Réforme du Code Électoral : L’opposition s’unifie

Le 27 janvier 2025, le Mouvement Réformateur a organisé une réunion de concertation réunissant plusieurs partis de l’opposition pour discuter de la réforme du code électoral, face au rejet par le pouvoir des précédentes propositions. Les participants ont convenu de plusieurs modifications clés, notamment l’abaissement de la majorité électorale à 18 ans et l’égalité des conditions d’investiture pour tous les candidats. Ils ont également décidé de suspendre leur participation aux activités d’ELECAM jusqu’à l’adoption de ces propositions.

 

Lire le communiqué final :

«A l’invitation du Mouvement Réformateur, il s’est tenu ce lundi 27 janvier 2025, une réunion de concertation des forces politiques de l’opposition de 10h00 à 15h35mn dans le but de rechercher un large consensus sur les propositions de modification du code électoral et sur les stratégies visant à rendre cette modification effective au regard du rejet par le pouvoir de toutes les propositions faites par ELECAM, les partis politiques et la mission d’observation électorale de l’Union Africaine entre autres.

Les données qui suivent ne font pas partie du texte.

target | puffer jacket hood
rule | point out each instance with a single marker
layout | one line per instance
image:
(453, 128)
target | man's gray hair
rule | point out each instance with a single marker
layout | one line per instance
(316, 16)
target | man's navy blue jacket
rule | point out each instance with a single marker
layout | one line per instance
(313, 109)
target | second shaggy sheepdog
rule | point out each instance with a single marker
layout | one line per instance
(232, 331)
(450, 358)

Après l’ouverture des travaux et les échanges avec la presse nationale, les travaux en commission se sont articulés sur les points ci-après :

• Examen des dispositions du Code électoral et points sur les propositions formulés par d’autres acteurs du processus électoral;

• Recherche d’un consensus le plus large possible sur les modifications du code électoral ;

• Evaluation des actions concrètes visant à garantir la paix et l’unité du pays par des élections transparentes et acceptables par tous à travers une modification consensuelle du code électoral ;

A l’issue de ces travaux, les partis en présence se sont mis d’accord sur l’impérieuse necessité de faire évoluer le code électoral sur 7 points pouvant rassembler l’ensemble de la classe politique nationale y compris le parti au pouvoir pour garantir la paix et l’unité du pays à travers l’organisation des élections transparentes et acceptables par tous. Il s’agit des dispositions du code électoral ci-après:

• Article 45 : Ramener la majorité électorale  à 18 ans

• Article 121 : les conditions d’investiture aux élections, en particulier à l’élection présidentielle, doivent être identiques pour tous les candidats indépendamment des partis politiques qui les investissent.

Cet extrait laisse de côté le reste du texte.